But still..A few streets back from the waterfront in Tanmen, elegant boutiques sell jewellery and curios fashioned from the giant clams—and clam shells are still stacked outside. And the provincial money that is so clearly being lavished on Tanmen sits oddly with the illegality of its townsfolk’s way of life. .. [I] n 2013 President Xi Jinping himself showed up in Tanmen. Boarding one of the trawlers he declared to the crew, according to state media, “You guys do a great job!” The media did not report that a year earlier the trawler in question had been caught in the territorial waters of Palau, and in the confrontation with local police that followed one of the crew members had been shot dead. In Chinese propaganda, Tanmen’s fishermen are patriots and model workers.

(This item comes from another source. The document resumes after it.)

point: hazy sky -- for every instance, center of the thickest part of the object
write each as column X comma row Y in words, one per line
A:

Over the years Tanmen’s fishermen have become part of China’s power projection in the South China Sea, an unofficial but vital adjunct to the Chinese navy and coastguard. The biggest trawlers are organised into a maritime militia ready to fight a “people’s war” at sea. Though generally unarmed, they undergo training and take orders from the navy.

They are facts on the water, and have been involved in China’s growing aggression in the South China Sea. In 2012 boats from Tanmen were part of a navy-led operation to wrest control of Scarborough Shoal from the Philippines, chasing Philippine fishing vessels away. In 2014 they escorted a Chinese oil rig that was being towed provocatively into Vietnamese waters. On land, Vietnamese expressed their rage by ransacking factories they thought were Chinese-owned. At sea, boats from Tanmen rammed and sank one of the rickety Vietnamese vessels coming out to protest.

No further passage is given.